Enthusiast
Enthusiast

Error while executing 'DiscoverLuns' command. IBM N-series SAN

Hi All, we're just runnign through the implementation of SRM in our environment and are having an error which I haven't seen before. Hopefully someone out there can help.

We have two Virtual Centers (Vsphere) and two IBM N3300 SAN's (basically netapp filers). ESX is connected using FCP and we have 4 datastores/LUNs connected to the ESX server at the primary data centre, each LUN is in it's own SAN Volume.

Snapmirror replication has been configured from the Primary SAN to the DR SAN and all replication is proceeding fine. All volumes are in a Snapmirrored state.

SRM installs fine and we have installed the latest SRA from IBM (1.4.3). The connection from the primary to the DR site is set up without problems but when we try to configure the Array managers we hit problems. Basically, at the point of LUN discovery we continually get the same error at 23%. The error is : Error while executing 'DiscoverLuns' command

I've had a look round and found some articles which are very similar to our problem, the problems described in the article are identicial except for one major difference, in the article the SAN's being used are IBM SVC's not N-series.
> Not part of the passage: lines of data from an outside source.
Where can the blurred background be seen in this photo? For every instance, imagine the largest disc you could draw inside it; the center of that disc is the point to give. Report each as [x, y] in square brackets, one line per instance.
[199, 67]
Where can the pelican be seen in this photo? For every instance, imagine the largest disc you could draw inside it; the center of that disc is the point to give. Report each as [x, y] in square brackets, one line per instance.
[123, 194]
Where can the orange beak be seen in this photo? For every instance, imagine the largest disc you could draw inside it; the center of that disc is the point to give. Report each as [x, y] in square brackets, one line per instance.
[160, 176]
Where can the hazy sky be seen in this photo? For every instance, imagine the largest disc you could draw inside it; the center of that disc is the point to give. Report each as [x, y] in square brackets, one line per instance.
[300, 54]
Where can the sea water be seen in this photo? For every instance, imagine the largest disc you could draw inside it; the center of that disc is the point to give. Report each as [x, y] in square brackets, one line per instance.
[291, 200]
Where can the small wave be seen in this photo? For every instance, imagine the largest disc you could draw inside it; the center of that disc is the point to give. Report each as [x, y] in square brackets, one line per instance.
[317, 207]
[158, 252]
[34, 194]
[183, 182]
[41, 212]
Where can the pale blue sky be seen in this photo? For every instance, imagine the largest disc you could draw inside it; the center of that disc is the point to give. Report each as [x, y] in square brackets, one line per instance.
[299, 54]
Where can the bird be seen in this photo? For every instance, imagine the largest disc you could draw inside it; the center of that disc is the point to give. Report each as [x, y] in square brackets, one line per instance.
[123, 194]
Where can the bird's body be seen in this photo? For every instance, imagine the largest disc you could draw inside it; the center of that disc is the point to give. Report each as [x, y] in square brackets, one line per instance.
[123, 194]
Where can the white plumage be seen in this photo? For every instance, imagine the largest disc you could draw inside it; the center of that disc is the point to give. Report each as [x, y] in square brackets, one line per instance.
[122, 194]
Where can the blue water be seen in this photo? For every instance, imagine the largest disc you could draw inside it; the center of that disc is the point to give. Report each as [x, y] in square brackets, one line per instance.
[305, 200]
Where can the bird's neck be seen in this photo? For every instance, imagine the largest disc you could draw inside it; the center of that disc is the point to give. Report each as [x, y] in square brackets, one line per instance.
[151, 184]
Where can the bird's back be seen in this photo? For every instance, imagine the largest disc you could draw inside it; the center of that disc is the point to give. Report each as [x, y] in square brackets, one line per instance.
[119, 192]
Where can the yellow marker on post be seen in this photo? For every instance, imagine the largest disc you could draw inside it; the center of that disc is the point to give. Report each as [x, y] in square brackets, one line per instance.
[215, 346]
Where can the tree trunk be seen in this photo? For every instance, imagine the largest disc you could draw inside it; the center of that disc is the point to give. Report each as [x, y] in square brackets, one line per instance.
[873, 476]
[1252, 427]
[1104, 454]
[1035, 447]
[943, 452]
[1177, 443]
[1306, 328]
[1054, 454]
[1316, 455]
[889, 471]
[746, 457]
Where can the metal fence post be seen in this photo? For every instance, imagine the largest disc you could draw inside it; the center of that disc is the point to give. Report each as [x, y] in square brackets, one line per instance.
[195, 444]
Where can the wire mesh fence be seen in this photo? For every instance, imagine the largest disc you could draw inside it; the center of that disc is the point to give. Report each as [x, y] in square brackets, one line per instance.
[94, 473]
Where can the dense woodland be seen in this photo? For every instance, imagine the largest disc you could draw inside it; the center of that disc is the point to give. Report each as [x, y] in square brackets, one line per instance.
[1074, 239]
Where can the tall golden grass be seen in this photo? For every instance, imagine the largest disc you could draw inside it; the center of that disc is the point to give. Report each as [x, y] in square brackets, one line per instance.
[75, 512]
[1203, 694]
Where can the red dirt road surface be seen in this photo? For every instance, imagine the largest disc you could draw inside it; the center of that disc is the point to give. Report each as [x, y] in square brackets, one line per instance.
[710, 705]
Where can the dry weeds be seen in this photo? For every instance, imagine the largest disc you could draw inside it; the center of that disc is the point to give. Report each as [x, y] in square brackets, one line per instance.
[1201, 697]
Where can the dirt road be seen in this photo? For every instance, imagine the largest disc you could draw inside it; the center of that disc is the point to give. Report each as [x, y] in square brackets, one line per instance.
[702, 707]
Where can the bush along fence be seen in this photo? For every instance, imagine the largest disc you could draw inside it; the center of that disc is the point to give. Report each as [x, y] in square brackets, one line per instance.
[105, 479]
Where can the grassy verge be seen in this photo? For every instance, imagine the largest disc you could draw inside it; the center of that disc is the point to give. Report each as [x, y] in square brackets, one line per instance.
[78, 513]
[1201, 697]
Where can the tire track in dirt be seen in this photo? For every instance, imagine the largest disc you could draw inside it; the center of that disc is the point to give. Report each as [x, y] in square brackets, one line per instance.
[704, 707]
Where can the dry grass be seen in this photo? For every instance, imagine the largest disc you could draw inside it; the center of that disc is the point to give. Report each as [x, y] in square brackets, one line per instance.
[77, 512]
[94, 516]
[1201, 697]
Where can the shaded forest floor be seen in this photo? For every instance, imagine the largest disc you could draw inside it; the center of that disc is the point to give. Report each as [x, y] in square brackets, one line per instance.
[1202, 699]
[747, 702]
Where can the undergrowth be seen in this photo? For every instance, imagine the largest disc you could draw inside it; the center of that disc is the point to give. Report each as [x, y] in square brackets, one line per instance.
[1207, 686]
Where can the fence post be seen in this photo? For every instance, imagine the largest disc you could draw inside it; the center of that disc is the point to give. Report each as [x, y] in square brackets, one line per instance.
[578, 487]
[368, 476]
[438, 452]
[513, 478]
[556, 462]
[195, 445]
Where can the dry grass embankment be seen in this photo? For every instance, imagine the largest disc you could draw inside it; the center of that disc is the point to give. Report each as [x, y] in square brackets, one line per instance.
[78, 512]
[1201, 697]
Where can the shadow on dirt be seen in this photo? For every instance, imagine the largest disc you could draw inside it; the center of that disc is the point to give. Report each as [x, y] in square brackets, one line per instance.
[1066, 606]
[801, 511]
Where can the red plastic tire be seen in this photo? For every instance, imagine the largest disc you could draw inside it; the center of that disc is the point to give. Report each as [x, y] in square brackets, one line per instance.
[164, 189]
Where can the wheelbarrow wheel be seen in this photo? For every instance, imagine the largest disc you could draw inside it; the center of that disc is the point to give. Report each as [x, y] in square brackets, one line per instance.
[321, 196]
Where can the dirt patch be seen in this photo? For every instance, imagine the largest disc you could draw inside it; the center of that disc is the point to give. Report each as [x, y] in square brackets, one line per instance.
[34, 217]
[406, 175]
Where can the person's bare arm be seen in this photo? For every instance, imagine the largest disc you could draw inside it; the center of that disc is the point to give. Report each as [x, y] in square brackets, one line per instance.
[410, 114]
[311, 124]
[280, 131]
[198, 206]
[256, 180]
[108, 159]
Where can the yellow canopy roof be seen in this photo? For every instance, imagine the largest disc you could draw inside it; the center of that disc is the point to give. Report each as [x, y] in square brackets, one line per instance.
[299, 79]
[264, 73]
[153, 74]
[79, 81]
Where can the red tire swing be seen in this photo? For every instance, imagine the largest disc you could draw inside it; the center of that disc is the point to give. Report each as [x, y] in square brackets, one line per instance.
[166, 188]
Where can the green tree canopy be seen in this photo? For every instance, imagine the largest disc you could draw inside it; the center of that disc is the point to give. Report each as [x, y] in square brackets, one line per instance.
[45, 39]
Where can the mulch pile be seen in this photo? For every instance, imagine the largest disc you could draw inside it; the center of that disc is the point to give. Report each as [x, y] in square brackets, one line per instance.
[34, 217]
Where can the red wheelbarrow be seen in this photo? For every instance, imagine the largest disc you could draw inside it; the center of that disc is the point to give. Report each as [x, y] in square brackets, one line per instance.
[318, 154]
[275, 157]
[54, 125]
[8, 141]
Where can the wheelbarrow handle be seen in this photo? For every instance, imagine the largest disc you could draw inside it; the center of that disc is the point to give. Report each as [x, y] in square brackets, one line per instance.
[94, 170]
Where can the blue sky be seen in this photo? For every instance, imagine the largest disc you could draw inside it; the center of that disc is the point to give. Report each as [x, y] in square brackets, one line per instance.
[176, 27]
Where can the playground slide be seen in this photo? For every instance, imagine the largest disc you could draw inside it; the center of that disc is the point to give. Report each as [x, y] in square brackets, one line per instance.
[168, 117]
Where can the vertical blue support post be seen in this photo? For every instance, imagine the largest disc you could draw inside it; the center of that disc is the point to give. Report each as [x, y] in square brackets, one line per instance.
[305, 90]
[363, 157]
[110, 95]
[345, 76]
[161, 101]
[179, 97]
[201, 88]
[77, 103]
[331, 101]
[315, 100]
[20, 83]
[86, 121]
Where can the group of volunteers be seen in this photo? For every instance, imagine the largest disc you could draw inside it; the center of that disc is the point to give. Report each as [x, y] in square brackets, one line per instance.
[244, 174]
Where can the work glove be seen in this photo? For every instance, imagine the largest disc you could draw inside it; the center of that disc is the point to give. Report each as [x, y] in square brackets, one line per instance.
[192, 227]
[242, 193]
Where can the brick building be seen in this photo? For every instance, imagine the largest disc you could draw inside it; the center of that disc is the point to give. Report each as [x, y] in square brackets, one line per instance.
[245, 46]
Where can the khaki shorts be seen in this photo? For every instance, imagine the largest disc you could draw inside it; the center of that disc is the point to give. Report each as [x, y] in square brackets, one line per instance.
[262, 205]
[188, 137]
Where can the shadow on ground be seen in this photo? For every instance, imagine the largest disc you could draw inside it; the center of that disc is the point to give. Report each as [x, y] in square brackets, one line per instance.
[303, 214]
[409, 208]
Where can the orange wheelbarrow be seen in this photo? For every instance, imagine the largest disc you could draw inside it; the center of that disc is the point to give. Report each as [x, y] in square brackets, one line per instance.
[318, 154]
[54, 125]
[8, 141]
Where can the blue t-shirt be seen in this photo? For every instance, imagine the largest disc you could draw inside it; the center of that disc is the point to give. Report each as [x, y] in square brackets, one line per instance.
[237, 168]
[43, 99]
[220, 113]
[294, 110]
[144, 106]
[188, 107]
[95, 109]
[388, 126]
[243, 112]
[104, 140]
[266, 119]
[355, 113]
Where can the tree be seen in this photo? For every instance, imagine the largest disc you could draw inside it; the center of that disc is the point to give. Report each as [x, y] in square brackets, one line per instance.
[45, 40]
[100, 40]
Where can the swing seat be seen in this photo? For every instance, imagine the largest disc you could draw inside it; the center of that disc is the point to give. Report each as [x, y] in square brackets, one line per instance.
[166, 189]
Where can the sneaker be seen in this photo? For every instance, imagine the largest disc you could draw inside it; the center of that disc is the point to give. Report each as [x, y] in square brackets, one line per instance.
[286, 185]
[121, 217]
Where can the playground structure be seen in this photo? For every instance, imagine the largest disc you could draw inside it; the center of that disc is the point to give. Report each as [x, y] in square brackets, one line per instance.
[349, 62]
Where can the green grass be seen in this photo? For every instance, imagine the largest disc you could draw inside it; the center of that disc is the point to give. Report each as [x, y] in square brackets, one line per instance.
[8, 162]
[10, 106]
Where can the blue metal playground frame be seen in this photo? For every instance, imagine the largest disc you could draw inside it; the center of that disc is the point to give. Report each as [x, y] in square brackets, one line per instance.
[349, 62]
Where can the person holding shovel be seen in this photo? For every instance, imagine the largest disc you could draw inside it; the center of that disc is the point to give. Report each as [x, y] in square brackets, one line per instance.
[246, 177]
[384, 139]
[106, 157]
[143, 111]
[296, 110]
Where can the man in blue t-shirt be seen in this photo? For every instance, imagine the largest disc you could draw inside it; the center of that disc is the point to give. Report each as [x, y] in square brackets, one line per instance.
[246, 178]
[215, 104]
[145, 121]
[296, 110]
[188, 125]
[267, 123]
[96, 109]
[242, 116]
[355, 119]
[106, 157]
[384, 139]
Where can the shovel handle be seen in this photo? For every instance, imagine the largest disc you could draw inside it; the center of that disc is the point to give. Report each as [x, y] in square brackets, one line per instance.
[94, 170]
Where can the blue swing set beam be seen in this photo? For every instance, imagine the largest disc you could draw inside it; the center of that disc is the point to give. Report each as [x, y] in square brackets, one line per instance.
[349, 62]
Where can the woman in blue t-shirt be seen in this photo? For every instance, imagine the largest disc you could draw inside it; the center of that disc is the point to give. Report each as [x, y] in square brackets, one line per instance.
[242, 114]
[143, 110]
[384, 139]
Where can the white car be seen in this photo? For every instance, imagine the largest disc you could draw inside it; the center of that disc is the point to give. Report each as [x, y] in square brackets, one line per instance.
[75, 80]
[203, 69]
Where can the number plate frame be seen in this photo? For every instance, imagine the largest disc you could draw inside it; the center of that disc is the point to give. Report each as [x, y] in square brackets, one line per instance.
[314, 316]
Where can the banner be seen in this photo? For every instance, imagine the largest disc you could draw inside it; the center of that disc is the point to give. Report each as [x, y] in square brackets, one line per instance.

The solution with the SVC problem is to ensure that you put 'vmware' in the host mapping when configuring the SAN. However, there is no equivalent to this in the N-series/Netapp as far as I can tell. Although to cross this off the list I have renamed all LUNs and initiator groups to contain the phrase 'vmware'.

Any help appreciated.

Cheers

0 Kudos
14 Replies
VMware Employee
VMware Employee

Hi there,

I think you've hit a known issue.

If you have access to the NetApp NOW website, please check out this article.

https://now.netapp.com/Knowledgebase/solutionarea.asp?id=kb58002

HTH

Cormac

http://cormachogan.com
0 Kudos
Enthusiast
Enthusiast

Hi Cormac, thanks for the speedy response. However, we are not using any NFS datastores (the filer isn't licensed for NFS) and are using purely Fiber Channel HBA's on the ESX Servers.

We currently have 4 datastores configured on the primary ESX server which are connected to the primary SAN using Fibre Channel and consequently we already have an initiator group configured with an OStype of Vmware.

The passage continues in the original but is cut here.